Unlike most of the entries in that overstuffed category, Interference throws off the usual crutches of the Cthulhu mythos (save in playful reference), and spends the majority of its pages focused, not on the arcane and interchangeable lore of horrors-from-beyond-the stars, but on our world, lovingly drawing on everything from Marvel comics, to Bollywood, to Norteño music and the most obscure of John Carpenter films (not to mention a significant portion of the novel devoted to Orson Welles broadcast of "War of the Worlds"). Each of these and more is explored with an attention to detail that makes the world of the novel feel grounded, familiar and chock full of little pleasures; all the more distressing then when it is infected by a cruel entity equal parts Nyarlathotep and Mephistopheles.

If there is one subject that unifies Interference, however, it is a sharp and reverent depiction of California.

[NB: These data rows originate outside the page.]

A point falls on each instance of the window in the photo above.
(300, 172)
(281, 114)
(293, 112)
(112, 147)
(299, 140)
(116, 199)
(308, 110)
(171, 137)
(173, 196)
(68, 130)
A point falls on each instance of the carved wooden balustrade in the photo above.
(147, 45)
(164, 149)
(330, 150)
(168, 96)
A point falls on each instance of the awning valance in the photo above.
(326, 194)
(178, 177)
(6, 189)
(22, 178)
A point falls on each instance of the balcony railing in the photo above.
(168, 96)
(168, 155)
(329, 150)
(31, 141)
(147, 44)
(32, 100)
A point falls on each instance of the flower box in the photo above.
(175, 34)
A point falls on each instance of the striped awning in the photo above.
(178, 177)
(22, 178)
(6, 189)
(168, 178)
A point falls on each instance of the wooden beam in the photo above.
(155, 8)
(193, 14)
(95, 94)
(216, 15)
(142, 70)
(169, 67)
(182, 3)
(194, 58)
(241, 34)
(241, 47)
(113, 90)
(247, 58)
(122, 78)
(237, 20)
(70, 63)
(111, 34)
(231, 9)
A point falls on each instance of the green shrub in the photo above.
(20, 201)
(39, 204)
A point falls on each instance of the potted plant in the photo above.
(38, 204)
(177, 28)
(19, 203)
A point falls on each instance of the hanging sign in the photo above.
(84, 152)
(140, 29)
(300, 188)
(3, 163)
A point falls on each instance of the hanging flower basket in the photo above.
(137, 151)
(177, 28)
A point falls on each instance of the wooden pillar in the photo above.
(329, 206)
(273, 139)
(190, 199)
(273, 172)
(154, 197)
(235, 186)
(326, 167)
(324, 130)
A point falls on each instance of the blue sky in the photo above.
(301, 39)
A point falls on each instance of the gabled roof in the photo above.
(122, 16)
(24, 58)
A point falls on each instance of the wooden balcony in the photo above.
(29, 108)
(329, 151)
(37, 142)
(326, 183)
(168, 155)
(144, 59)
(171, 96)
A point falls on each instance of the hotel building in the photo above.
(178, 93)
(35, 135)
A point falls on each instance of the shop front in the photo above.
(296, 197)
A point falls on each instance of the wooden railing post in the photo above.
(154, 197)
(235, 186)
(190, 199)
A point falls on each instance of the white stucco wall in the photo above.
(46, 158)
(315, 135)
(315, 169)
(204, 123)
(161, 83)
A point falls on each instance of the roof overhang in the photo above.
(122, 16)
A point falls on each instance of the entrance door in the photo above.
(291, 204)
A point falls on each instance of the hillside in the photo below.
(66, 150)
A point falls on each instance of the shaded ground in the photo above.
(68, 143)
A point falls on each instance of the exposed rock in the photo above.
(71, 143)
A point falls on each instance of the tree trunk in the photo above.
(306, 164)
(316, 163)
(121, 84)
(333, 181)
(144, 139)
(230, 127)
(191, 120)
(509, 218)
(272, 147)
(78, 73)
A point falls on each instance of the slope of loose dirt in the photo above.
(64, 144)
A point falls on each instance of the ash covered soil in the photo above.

Its intricate sketches of San Francisco, San Diego and (especially) Los Angeles are both affectionate and keenly observant, but it has a special obsession with the Central Valley, here rendered as a post-agricultural wasteland that never truly escaped the Great Depression. It serves as a worthy backdrop to American Gothic in much the way that the rural South served Flannery O'Connor or small town Maine served Stephen King.

The comparison to King is apt, insofar as Luke's prose is simple without being terse or amateurish and finds footholds for its reader in a clear, cinematic style. Where Luke really shines, however, is as an actor. He has a clear talent for voice work, but the most interesting aspects of the performance come in the subtle nuances of his 3rd person prose, where it is never entirely clear if one is hearing an omniscient narrator or the malevolent intelligence that haunts the recordings within the world of the novel.

All in all, Interference is a first novel that shows great promise in the way it economizes its giant scope, and finely-tunes its balance of cosmic horror and California noir.